6. Have Sex at the Right Time
Getting pregnant is all about timing and there are a couple of tricks you should know to increase your chances:
- Trick #1: Figure out when you ovulate. Unless the sperm and egg meet up, you will NOT get pregnant. Part of this process is knowing when your ovary releases an egg. Usually, an egg is released each month prior to your menstrual period. There are a number of ways to determine when you ovulate; the most accurate may be to purchase an over-the-counter ovulation kit. If you cannot establish a regular ovulation calendar for yourself, you may want to see your doctor who can give you more advice.
- Trick #2: Get busy at the right time! Assuming your ovulation pattern is relatively predictable, plan to have sex at least every other day from 3 days before ovulation through ovulation. Sperm will survive in your body for several days, but once the egg is released, it will only survive for one to two days. It makes sense to have sperm in your body waiting for the egg to be released. Of course, sex before this fertile period will ensure that your partner always has healthy sperm available!

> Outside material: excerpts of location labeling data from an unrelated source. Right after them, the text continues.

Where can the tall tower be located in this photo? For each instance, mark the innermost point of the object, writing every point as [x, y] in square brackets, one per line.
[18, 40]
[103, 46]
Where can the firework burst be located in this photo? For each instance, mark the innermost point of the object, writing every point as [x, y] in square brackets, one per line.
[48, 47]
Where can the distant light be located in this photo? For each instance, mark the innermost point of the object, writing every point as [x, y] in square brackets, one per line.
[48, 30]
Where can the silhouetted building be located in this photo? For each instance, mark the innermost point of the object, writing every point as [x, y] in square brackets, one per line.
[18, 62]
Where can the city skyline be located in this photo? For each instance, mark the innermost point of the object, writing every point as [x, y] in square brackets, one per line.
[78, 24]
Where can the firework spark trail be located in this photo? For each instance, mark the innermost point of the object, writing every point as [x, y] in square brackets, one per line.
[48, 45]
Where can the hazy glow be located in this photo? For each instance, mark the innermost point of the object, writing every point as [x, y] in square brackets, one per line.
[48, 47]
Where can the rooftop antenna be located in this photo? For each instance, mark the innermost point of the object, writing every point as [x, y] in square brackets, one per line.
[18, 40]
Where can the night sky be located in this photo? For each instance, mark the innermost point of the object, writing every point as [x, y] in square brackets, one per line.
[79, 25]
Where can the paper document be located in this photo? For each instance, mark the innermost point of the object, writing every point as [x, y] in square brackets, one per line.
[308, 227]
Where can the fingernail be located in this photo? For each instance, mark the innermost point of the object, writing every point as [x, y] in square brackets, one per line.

7. Pay Attention to Seafood
In general, fish is a great source of omega-3 fatty acids that are important to a healthy baby. However, you should be very aware of how much mercury may be in certain seafood. Nutritionists recommend that you eat two servings of fish each week – but only about 12 ounces total. Avoid the “meatier” fish – king mackerel, shark and swordfish. Instead, substitute with herring, salmon, trout and sardines. These fish are typically much lower in contaminants while still providing the fatty acids. Watch the video for tips on eating seafood for pregnancy:
8. Reduce Environmental Risks
Reducing environmental risks can be hard to do, but it’s one imporant thing when figuring out what to do before getting pregnant. If you work in a job that requires exposure to radiation or chemicals, you may want to make a change BEFORE you get pregnant. Try to make the switch to more natural cleaning products that do not contain chemicals that can harm you and your baby. Switching to these products can be a lifelong decision since these natural substances will be healthier for your children, too.
9. Prevent Infections
Infections before and during pregnancy can be a problem. A severe infection can lead to sterility and problems for your fetus. Avoid unpasteurized foods especially dairy products and deli meats. Also, avoid uncooked or undercooked meat, chicken and fish. Any of these foods can contain the listeria bacteria that can cause a miscarriage. Undercooked and unpasteurized food can also contain other bacteria such as salmonella. Hand hygiene is critical all the time but particularly when you are trying to conceive or when you are pregnant. Be sure your flu shot and other immunizations are up to date!
10. Avoid These Things
In addition to the things you should do to get pregnant, there are also some things to avoid:
- Do NOT use over-the-counter lubricants. Ask your healthcare provider for safe alternatives.
- Do NOT take medications without your healthcare provider’s permission, no matter it’s over the counter or prescribed medicines.
- Do NOT exercise too strenuously. Five or more hours of strenuous exercise a week can reduce your fertility.